How to zip a list of lists in python?

I have a list of lists

sample = [['A','T','N','N'],['T', 'C', 'C', 'C']],[['A','T','T','N'],['T', 'T', 'C', 'C']].


I am trying to zip the file such that only A/T/G/C are in lists and the output needs to be a list

[['AT','TCCC'],['ATT','TTCC']]


When I use this code:

tt = ["".join(y for y in x if y in {'A','G','T','C'}) for x in sample]


However, I only get the output as:

['ATT','TTCC']


Any suggestions where I am going wrong?

In my actual code I am first transposing the lists:

seq_list = [['TCCGGGGGTATC', 'TCCGTGGGTATC', ...]] # one nested list

numofpops = len(seq_list)

### Tranposing. Moving along the columns only

#column_list = []
for k in range(len(seq_list)):
column_list = [[] for i in range(len(seq_list[k][0]))]
for seq in seq_list[k]:
for i, nuc in enumerate(seq):
column_list[i].append(nuc)
ddd = column_list
print ddd

tt = ["".join(y for y in x if y in {'A','G','T','C'}) for x in ddd]
print tt

Answer

Your actual code is discarding lists. You only ever process the last entry.

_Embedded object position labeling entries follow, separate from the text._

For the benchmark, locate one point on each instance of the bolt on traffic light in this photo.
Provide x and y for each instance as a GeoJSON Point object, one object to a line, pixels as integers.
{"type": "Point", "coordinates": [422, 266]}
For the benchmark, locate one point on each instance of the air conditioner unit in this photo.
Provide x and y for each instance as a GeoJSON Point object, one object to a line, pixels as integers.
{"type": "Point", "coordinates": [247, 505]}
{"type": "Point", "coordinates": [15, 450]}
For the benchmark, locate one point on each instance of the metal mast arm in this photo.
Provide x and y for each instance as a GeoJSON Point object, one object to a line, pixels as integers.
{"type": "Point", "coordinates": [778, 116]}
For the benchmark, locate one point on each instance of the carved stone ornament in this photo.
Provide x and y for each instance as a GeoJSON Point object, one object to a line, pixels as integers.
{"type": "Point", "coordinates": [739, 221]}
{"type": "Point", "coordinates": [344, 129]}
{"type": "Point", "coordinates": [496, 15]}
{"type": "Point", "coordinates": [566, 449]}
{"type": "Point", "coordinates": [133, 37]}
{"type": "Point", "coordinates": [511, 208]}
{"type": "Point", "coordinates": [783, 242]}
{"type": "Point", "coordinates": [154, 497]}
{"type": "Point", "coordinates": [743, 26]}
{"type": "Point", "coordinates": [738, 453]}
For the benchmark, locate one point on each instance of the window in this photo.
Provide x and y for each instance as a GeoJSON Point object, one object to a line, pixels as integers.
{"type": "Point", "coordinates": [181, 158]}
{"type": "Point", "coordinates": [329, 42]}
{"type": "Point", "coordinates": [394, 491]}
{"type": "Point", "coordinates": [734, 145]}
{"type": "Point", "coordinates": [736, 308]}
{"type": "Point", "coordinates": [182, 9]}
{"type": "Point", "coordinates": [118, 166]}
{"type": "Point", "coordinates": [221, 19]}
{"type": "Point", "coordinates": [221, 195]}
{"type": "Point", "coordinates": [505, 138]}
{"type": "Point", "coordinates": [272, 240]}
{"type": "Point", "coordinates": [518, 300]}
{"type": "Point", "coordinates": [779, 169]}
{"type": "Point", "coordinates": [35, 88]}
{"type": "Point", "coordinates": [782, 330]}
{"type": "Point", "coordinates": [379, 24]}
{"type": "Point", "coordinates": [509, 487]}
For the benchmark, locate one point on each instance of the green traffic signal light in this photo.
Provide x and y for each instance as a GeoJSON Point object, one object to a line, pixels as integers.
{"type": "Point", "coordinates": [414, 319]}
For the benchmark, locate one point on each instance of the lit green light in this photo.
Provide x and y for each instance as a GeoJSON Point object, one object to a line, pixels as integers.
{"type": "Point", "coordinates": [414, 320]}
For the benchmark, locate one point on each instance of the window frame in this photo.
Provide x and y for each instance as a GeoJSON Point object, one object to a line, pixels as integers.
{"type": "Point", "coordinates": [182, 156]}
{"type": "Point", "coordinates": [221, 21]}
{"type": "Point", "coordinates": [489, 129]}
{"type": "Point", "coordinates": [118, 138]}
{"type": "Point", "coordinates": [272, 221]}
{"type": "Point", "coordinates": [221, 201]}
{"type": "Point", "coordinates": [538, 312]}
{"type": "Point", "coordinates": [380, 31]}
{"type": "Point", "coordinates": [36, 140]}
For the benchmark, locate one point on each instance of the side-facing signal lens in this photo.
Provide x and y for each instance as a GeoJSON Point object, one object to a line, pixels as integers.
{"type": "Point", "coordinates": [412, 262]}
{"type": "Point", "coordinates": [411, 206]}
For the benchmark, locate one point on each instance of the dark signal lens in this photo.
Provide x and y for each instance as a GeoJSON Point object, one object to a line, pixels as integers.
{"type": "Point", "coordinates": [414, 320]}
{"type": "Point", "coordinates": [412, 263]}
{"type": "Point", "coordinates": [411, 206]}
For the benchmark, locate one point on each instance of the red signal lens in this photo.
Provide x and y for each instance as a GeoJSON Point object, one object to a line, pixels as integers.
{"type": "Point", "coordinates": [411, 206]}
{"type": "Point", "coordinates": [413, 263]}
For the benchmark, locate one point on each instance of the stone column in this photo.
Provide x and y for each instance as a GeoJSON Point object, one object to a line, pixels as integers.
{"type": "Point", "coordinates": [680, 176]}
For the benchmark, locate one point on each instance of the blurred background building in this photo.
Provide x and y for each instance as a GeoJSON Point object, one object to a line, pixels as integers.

Your code works fine otherwise. Just do that in the loop and then append the result to some final list:

results = []

for k in range(len(seq_list)):
    column_list = [[] for i in range(len(seq_list[k][0]))]
    for seq in seq_list[k]:
        for i, nuc in enumerate(seq):
            column_list[i].append(nuc)
    # process `column_list` here, in the loop (no need to assign to ddd)
    tt = ["".join(y for y in x if y in {'A','G','T','C'}) for x in column_list]

    results.append(tt)

Note that you could use the zip() function instead of your transposition list:

results = []
for sequence in seq_list:
    for column_list in zip(*sequence):
        tt = [''.join([y for y in x if y in 'AGTC']) for x in column_list]
        results.append(tt)